In case we do not realize that this is pompous and incomprehensible, his fellow beneficiary, the Painter asks ‘How shall I understand you?’. The Poet presents his poem to a busy Timon, has an argument with Apemantus about whether poetry is all lies, and seems to get little benefit for his pains. At the end of the play he returns to Timon, who treats him with scabrous contempt and drives him away. So much for the Poet’s role in praising, comforting, or even earning himself a living; on every count this Poet fails, and the overall effect is to puncture the claims he, or we, might make for his art. Timon suggests that poets’ claims for their own importance are unearned and narcissistic.

The problem – or perhaps the joy – of WWSD? is that it’s always possible to find an alternative or contradictory viewpoint across the works. Take Europe: Shakespeare may be the great spokesman for either the leave or the remain EU campaigns, depending on whether we go with ‘Naught shall make us rue / If England to itself do rest but true’ (the closing lines of King John) or with the King of France’s wish for ‘neighbourhood and Christian-like accord / In the[…] sweet bosoms’ of England and France. In general, the answer to WWSD? is almost always: he’d do just what I’m already planning to do myself (support migrants, oppose Trump, vote for Brexit, or whatever), but with the verbal magic to make it sound so much better. Perhaps we read Shakespeare rather as we read our chosen newspaper: to have our own opinions and perspectives confirmed rather than challenged. Interpretation and enjoyment is bound up with a kind of confirmation bias.

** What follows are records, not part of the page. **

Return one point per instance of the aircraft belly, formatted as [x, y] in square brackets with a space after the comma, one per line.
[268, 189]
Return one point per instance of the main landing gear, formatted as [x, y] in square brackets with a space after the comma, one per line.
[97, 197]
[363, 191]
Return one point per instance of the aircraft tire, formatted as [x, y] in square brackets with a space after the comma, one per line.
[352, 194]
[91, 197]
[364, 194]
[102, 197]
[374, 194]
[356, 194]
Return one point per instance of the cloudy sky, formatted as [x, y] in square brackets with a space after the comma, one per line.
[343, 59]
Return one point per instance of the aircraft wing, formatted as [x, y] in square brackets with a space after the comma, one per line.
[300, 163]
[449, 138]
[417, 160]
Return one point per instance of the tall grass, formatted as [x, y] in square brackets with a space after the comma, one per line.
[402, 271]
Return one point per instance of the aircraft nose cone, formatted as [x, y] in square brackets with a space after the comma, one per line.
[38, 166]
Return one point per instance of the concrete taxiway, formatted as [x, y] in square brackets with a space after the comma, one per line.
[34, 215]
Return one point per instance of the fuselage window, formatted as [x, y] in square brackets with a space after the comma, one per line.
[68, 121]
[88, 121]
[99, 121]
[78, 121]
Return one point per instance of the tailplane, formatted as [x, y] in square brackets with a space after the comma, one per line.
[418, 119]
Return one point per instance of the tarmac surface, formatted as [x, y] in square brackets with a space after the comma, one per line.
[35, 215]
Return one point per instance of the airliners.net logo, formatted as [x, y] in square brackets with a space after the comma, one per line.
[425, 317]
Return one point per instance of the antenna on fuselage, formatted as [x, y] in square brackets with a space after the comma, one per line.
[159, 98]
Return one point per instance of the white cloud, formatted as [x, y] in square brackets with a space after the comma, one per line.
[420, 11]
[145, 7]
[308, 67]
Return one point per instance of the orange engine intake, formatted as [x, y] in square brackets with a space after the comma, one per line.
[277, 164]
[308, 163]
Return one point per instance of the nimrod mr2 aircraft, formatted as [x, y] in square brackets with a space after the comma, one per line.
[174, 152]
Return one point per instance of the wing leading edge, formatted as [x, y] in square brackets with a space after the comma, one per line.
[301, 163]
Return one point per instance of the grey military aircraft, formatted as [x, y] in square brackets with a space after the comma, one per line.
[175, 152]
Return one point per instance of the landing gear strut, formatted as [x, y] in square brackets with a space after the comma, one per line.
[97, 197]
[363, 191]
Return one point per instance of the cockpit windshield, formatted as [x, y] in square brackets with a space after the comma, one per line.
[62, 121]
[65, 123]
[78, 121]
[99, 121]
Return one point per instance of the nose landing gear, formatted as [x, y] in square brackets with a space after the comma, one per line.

This intrinsic ambiguity is true for Shakespeare’s own views on poetry. If the Poet in Timon of Athens is a parasite on the emotional and material fortunes of others – and the Poet in Julius Caesar is torn to pieces for his ‘bad verses’ – the poet figure of the Sonnets has a quite different status:

Not marble, nor the gilded monuments
Of princes, shall outlive this powerful rhyme (Sonnet 55)

This poet would be worthy of recognition and celebration, even four hundred years after ‘death and all-oblivious enmity’. In the face of our own inevitable extinction, what remains is poetry. We only know Shakespeare died 400 years ago because of the words. Across his plays and poetry, he has amply enacted the memorial premise of the sonnets. So perhaps the answer to WWSD? on the question of his own anniversary celebrations is, he’d accept the honour proudly. Perhaps he would share it with his fellow actors with whom he worked collaboratively for almost two decades (imagine Shakespeare’s Oscar speech). I like to imagine him hugging to himself the secret glee that he had outlived his audacious contemporary Christopher Marlowe so decisively. But above all, he would accept as his due the confirmation of his own bold claim, that his ‘powerful rhyme’ had indeed outlived almost everything else.